2. The short question to be decided is, is the suit in time? After the determination of the lease in 1902 no new tenancy was created, because neither the lessor nor his legal representatives assented to the lessee continuing in possession. Under Section 116 of the Transfer of Property Act, if a leasee remains in possession after the determination of the lease and the lessor accepts rent from the lessee or otherwise assents to his continuing in possession, the lease is renewed from year to year or from month to month, according to the purpose for which the property was originally leased. No new tenancy having therefore been created, the Article directly applicable is Article 139 of the Limitation Act. It runs thus : - 'By a landlord to recover possession from a tenant, 12 years, when the tenancy is determined.' The suit was instituted about 16 years after the determination of the tenancy, and therefore, the plaintiff is bound to fail. But it has been argued before me by his learned vakil that Article 139 does not apply to suits brought against the representatives of the original tenant. In Subraveti Ramiah v. Gundala Ramanna (1909) 33 Mad. 260 it was distinctly held that a suit against the representatives of a tenant after the determination of the tenancy to recover the property leased is governed by Article 139 and not by Article 144. An earlier decision in Vedapalli Narasimham v. Dronamraju Seetharamamurthi (1908) 31 Mad. 163 was dissented from by the Bench of the Judges who decided Subraveti Ramiah v. Gundala Ramanna (1909) 33 Mad. 260. I am prepared to follow the later decision as my own view coincides with the view of the learned Judges who decided it. It is unnecessary to state my reasons, because I generally agree with the observations made in Subraveti Ramiah v. Gundala Ramanna (1909) 33 Mad. 260.

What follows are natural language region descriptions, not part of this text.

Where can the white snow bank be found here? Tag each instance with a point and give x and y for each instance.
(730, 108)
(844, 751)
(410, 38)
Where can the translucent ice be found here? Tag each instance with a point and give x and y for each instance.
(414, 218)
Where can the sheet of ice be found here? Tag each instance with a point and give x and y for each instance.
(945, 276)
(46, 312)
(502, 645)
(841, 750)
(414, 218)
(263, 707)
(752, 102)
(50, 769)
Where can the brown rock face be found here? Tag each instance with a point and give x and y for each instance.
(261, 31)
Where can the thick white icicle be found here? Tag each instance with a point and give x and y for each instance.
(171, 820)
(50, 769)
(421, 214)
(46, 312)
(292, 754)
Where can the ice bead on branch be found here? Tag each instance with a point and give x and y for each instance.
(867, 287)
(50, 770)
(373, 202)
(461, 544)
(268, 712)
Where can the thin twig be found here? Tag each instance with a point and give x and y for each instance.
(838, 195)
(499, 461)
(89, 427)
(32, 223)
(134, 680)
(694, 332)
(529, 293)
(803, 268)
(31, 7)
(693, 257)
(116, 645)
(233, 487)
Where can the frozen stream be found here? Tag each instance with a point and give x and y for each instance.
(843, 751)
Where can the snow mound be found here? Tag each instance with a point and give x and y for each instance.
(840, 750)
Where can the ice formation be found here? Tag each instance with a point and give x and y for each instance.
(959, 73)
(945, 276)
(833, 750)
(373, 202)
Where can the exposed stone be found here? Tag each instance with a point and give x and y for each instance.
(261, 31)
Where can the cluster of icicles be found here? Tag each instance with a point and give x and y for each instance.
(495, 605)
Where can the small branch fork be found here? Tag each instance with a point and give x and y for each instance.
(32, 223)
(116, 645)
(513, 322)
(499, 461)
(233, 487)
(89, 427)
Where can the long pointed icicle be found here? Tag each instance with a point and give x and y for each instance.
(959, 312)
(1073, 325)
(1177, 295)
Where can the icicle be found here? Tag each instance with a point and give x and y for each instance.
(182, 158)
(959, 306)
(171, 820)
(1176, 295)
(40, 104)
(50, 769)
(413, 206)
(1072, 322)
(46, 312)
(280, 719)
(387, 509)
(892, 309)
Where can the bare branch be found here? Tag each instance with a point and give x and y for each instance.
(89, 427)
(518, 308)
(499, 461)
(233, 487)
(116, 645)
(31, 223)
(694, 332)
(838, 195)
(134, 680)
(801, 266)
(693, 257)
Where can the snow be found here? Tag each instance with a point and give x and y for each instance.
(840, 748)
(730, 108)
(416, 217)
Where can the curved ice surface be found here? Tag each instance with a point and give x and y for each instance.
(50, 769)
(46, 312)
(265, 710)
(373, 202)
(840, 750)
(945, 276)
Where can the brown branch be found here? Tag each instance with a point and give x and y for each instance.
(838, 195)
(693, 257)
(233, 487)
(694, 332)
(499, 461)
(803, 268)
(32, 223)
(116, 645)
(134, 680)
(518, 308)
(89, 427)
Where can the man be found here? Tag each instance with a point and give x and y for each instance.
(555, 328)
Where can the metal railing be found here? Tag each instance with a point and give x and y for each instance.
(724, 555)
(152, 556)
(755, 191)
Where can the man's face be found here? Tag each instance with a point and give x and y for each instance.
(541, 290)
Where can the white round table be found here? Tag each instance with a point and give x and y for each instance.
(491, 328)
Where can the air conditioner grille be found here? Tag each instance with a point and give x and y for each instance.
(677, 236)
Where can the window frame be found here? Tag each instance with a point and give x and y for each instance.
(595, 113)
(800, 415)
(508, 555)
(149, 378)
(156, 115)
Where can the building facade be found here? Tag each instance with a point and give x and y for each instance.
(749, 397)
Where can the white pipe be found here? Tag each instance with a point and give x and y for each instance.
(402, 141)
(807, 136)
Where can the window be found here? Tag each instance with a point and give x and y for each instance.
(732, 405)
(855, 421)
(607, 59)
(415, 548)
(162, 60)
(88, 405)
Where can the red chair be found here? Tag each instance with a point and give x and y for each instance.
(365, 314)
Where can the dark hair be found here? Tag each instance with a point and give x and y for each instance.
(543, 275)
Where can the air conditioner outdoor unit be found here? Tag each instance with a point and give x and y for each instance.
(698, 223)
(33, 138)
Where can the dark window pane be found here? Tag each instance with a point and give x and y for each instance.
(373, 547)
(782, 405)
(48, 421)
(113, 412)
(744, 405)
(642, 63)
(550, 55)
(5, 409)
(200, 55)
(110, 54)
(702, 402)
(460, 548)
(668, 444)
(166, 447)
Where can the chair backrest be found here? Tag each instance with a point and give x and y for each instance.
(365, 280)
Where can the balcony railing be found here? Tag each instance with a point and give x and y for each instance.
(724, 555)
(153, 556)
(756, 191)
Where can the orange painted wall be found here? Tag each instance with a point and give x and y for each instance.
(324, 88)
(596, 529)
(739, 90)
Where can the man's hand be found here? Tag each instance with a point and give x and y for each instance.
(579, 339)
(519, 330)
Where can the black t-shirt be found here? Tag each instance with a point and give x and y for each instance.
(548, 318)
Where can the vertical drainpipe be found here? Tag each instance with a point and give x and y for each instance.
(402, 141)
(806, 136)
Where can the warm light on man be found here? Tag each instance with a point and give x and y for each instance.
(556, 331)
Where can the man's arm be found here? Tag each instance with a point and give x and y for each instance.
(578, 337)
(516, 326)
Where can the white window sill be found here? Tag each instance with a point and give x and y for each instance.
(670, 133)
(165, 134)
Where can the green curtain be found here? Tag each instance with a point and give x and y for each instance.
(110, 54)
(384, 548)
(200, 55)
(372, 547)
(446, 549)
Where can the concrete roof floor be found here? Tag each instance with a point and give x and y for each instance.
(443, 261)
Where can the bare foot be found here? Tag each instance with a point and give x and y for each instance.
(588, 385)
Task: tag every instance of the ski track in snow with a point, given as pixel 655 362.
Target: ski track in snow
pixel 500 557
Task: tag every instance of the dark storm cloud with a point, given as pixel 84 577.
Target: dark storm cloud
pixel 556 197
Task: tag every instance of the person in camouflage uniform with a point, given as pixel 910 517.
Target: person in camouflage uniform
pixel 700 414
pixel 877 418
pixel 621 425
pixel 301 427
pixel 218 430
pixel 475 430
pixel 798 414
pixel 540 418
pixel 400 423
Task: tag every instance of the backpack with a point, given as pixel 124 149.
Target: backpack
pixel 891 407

3. Turning to the facts of the case, I am clearly of the opinion that the present suit is a purely speculative one. After Palavesam Asari's death, his sisters sold all the property which had belonged to him excepting the suit property. So far as the suit property was concerned, the defendant's father was allowed to remain in possession of it. The defendant deposed that Palavesam Asari borrowed from the defendant's father about Rs. 70 and handed to him the title deeds of the property as security for the repayment of the money. Although Ex. B was taken from the defendant's father by Palavesam Asari's sisters, the understanding appears to have been that the defendants father was to remain in possession of the property practically as the owner of it. The subsequent conduct of the parties confirms this view. No rent was ever paid by the defendant's father nor was any demand for it made. The plaintiff in 1909 persuaded the sons of the sisters of Palavesam Asari to execute a sale deed in his own favour of this property, but from 1909 to 1918 he took no steps to recover it from the defendant. He did not make any demand for rent; he did not take any steps to recover the title-deeds. In my opinion, the plaintiff purchased the property, on the chance of being able to recover it from the defendant knowing full well that he was in reality purchasing litigation.
4. The Second Appeal fails and is dismissed with costs.